Its mostly red exterior with white trim along Park Avenue is home to a great deal of history, as well as a large yard, a period garden, and a barn where many events are held.
Dr Daniel W Kissam House at 434 Park Avenue, Huntington, New York has helped many a Huntington student learn what it would have been like to be alive and doing chores during Colonial times during its summer Passport to the Past programs, and the spring, which is coming up this year May 1.
Dr. Kissam built the house in 1795 at the site of a house built in 1663 that was burned down, probably by the British after leaving Huntington after the Revolutionary War.
Robert “Toby” Kissam, executive coordinator of the and a 10th-generation descendant of the home’s original owner, Dr. Daniel Kissam, said the house is painted white on the front and red on the sides, reflecting the pragmatism of early settlers. “White paint was more expensive than red paint, which was cheaper and made with local coloring ingredients,” Kissam said. “So they painted the front of the building, toward the road, with the more expensive paint and then painted the rest with red.”
House additions have occurred over time, with a “new” kitchen built in 1840 when the kitchen storage room was doubled in size. Despite having 14 children by two wives, the Kissams were thrifty and reused the original windows, woodwork, and rear door for the renovated kitchen.
Dr. Kissam lived in the house for many years with his wives, Elizabeth Treadwell and Phebe Oakley (he had seven children with each wife), and then with his son-in-law, Charles Sturgis, who married an older daughter who died, and then married Sarah Jane Kissam.

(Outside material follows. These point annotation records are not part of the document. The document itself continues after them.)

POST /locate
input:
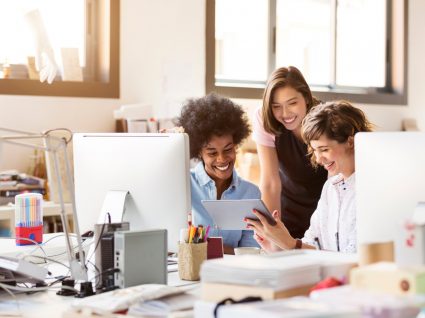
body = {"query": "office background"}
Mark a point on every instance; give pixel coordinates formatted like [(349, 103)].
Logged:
[(162, 62)]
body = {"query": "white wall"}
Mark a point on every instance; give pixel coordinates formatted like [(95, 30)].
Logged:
[(163, 62)]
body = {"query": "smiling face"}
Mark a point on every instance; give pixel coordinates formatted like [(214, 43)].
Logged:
[(219, 155), (333, 156), (289, 108)]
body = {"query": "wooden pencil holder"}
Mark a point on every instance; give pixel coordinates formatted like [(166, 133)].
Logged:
[(190, 257)]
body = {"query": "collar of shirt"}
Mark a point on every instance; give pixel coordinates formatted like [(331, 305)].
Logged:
[(348, 183), (204, 179)]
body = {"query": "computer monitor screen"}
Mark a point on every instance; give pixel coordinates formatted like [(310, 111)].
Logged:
[(390, 181), (154, 168)]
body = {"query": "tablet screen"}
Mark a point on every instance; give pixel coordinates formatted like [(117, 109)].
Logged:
[(229, 214)]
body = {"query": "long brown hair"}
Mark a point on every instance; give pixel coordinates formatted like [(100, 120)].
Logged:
[(337, 120), (282, 77)]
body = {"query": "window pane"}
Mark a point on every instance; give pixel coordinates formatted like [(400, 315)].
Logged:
[(241, 43), (303, 38), (64, 22), (361, 43)]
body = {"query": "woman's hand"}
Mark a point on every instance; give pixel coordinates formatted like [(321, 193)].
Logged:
[(265, 244), (277, 234)]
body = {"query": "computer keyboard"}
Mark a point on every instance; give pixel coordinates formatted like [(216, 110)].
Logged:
[(122, 299)]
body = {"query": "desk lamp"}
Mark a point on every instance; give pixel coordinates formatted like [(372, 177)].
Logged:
[(54, 145)]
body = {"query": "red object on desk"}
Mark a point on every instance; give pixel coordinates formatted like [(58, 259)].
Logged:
[(327, 283), (34, 233), (214, 247)]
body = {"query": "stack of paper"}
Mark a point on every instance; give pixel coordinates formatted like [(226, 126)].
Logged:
[(279, 273), (297, 307)]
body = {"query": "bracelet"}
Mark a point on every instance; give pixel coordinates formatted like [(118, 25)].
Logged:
[(298, 244)]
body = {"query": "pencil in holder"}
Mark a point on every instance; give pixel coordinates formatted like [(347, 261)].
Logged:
[(28, 218), (190, 258)]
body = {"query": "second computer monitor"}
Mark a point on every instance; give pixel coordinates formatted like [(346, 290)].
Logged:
[(390, 181), (154, 168)]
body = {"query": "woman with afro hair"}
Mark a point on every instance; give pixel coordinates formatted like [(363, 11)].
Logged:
[(216, 127)]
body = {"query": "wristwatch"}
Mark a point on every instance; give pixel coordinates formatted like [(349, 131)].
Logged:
[(298, 244)]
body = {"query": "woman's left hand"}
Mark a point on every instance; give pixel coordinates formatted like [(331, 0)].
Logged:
[(278, 233)]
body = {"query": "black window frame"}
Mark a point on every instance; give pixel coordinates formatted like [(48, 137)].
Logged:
[(394, 92)]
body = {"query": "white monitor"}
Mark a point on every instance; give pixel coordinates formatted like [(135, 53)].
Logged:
[(390, 181), (154, 168)]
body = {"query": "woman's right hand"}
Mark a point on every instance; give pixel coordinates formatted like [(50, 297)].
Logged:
[(265, 244), (278, 234)]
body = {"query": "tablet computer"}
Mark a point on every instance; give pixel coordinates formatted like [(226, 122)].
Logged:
[(229, 214)]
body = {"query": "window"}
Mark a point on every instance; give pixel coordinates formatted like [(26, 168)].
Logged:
[(346, 49), (83, 34)]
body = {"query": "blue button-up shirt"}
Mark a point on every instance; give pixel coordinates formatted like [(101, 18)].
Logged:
[(203, 188)]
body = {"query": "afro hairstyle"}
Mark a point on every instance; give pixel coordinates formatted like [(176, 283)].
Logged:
[(212, 115)]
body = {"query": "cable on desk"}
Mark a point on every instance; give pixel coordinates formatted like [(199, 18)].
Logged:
[(3, 286), (24, 289), (47, 258)]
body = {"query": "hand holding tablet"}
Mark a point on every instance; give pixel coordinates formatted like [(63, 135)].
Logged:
[(229, 214)]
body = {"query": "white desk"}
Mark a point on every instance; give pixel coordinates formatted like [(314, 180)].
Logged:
[(7, 213), (48, 304)]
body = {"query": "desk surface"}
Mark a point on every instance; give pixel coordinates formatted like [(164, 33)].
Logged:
[(48, 304)]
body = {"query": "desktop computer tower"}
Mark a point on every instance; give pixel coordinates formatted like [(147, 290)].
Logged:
[(141, 257), (104, 252)]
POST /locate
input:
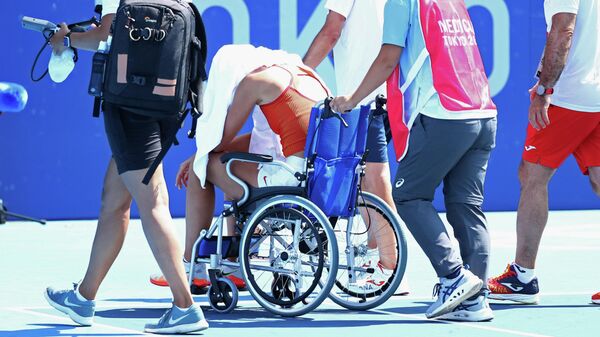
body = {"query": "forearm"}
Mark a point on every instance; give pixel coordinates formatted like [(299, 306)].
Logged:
[(380, 70), (320, 48), (558, 45)]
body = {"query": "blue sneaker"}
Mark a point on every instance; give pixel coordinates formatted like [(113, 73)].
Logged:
[(477, 310), (452, 292), (176, 321), (66, 301)]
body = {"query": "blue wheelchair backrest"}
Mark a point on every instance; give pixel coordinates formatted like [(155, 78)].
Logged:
[(334, 152)]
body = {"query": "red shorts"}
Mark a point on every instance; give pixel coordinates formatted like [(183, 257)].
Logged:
[(569, 132)]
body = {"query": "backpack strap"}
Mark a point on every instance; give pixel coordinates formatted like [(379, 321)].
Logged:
[(195, 94), (199, 43)]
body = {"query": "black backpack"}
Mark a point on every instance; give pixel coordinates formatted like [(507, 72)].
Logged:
[(156, 63)]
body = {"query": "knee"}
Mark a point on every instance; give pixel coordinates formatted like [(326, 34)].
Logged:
[(531, 181), (376, 181), (112, 202), (377, 177)]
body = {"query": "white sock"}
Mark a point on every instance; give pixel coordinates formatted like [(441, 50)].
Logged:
[(524, 275), (183, 309)]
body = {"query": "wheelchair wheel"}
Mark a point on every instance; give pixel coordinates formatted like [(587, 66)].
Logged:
[(362, 282), (223, 296), (287, 247)]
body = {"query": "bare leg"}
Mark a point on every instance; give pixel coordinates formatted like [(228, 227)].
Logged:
[(110, 233), (153, 203), (532, 214), (377, 181), (595, 179)]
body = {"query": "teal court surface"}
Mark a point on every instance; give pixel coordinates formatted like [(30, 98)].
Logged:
[(34, 256)]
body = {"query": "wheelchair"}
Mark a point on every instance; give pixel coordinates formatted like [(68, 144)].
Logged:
[(301, 245)]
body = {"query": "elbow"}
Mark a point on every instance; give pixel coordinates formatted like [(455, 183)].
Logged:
[(332, 37)]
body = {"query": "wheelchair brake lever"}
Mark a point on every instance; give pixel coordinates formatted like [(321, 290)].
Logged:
[(339, 116), (329, 113)]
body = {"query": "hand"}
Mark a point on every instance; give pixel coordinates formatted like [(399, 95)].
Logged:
[(57, 40), (183, 174), (533, 92), (538, 112), (342, 103)]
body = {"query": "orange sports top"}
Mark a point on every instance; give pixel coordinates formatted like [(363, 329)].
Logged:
[(288, 115)]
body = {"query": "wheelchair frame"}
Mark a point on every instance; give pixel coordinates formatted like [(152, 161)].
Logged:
[(260, 196)]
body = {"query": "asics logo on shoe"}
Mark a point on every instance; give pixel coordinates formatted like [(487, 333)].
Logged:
[(399, 183), (511, 287)]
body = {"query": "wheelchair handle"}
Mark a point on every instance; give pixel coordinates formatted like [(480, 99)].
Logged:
[(329, 113)]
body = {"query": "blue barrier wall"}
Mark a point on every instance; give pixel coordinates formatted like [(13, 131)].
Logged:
[(54, 154)]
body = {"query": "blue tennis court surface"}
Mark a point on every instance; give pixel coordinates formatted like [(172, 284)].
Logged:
[(33, 257)]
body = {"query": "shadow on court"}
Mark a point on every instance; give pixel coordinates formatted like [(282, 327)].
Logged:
[(44, 330), (259, 318)]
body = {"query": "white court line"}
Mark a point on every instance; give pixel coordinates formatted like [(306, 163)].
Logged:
[(140, 304), (470, 325), (62, 318)]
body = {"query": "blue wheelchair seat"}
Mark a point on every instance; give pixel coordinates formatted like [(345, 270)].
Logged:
[(334, 152)]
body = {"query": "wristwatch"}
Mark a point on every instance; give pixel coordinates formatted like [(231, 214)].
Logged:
[(67, 40), (543, 91)]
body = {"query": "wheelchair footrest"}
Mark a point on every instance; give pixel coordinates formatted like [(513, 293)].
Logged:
[(206, 247)]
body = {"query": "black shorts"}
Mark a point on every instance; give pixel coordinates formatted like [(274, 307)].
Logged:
[(377, 141), (135, 140)]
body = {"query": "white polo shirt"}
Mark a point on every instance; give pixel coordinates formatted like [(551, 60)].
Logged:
[(579, 85), (359, 43)]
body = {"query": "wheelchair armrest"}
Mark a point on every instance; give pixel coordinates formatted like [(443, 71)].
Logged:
[(248, 157)]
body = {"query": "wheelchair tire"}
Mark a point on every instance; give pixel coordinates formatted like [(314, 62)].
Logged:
[(223, 296), (347, 296), (285, 272)]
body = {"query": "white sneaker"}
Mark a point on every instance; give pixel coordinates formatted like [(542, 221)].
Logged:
[(452, 292), (477, 310), (372, 257)]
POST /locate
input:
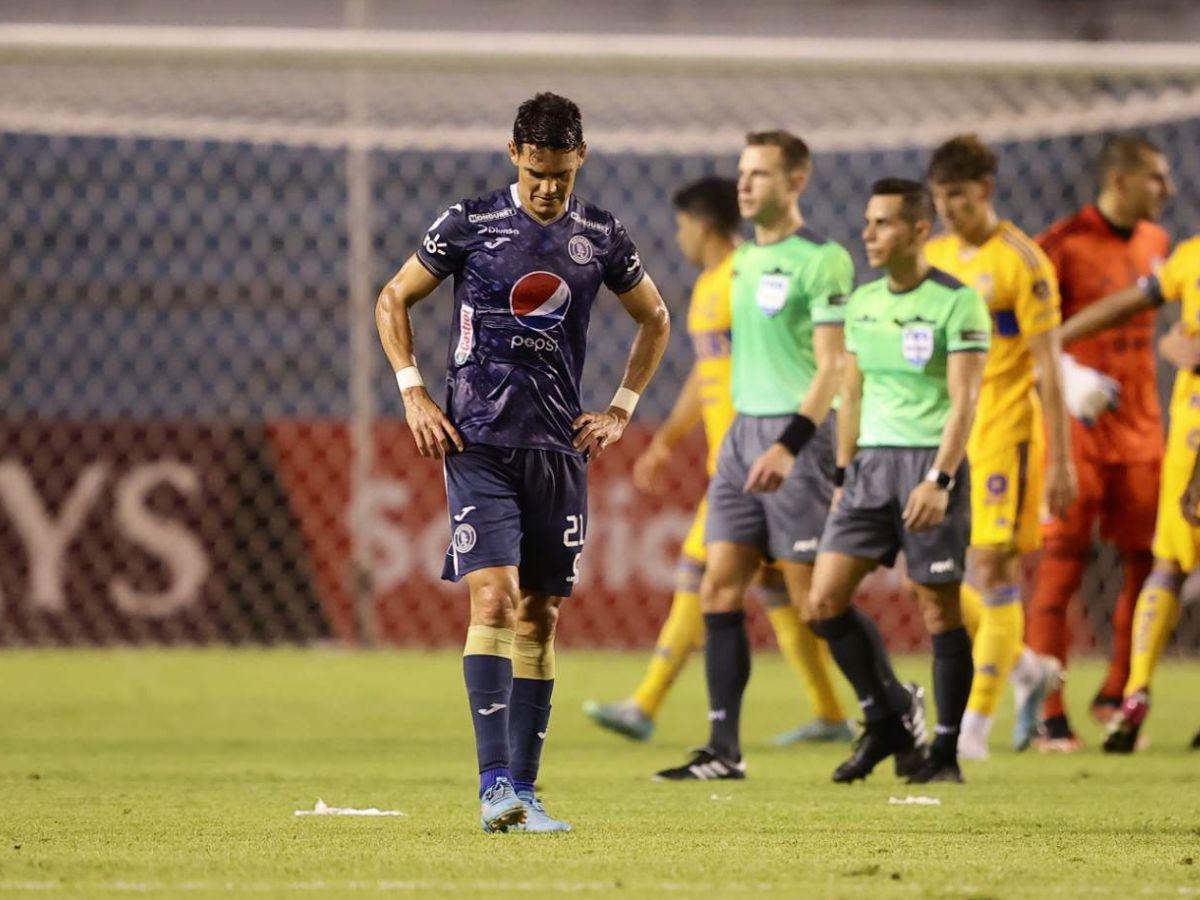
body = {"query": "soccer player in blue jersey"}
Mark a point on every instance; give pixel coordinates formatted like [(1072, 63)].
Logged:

Sturgis turned the original kitchen into a formal dining room and added a “new” kitchen to the rear of the house in 1840. The Sturgis family lived in the house until 1857, Kissam said, after which it was owned by the Owen, Fuller, and Taylor families until it was purchased from Hilda Taylor in 1967 by the Huntington Historical Society.
A kitchen with modern conveniences had been added over the years, so the society restored it to its 1840s layout in 2006. The house has been restored to resemble what it would have looked like in the 1840s, Kissam said. A noteworthy feature is detailed woodwork in the second-floor bedroom, called the front bedroom parlor, where the wife entertained her friends. It is one of the few examples of molding from that time period that have survived on Long Island, according to Kissam.
Kissam said Taylor, the last owner of the house before the society purchased it, built a second-floor studio for her to use as a studio.
The room now houses the family history, timelines, photographs, and most recently the family Bible of Maria Louisa Kissam, whose grandson was William Kissam Vanderbilt II, the man who built the Eagle’s Nest house in Centerport, now a museum and planetarium.
The Dr Daniel W Kissam House is listed on the National Register of Historic Places. It is open for tours by appointment, cost of $5 per person; tours also are given during events at the property. Group tours may be arranged with Cathi Horozwitz, the outreach coordinator.
In the barn behind the home, the summer camp program and special events are held, and the museum’s antiques and collectibles store and kitchen are located next to the barn. The museum store is open Tuesday, Wednesday and Sunday from 1 to 4 p.m. Consignment items are taken Tuesday mornings from 9:30 a.m. to noon.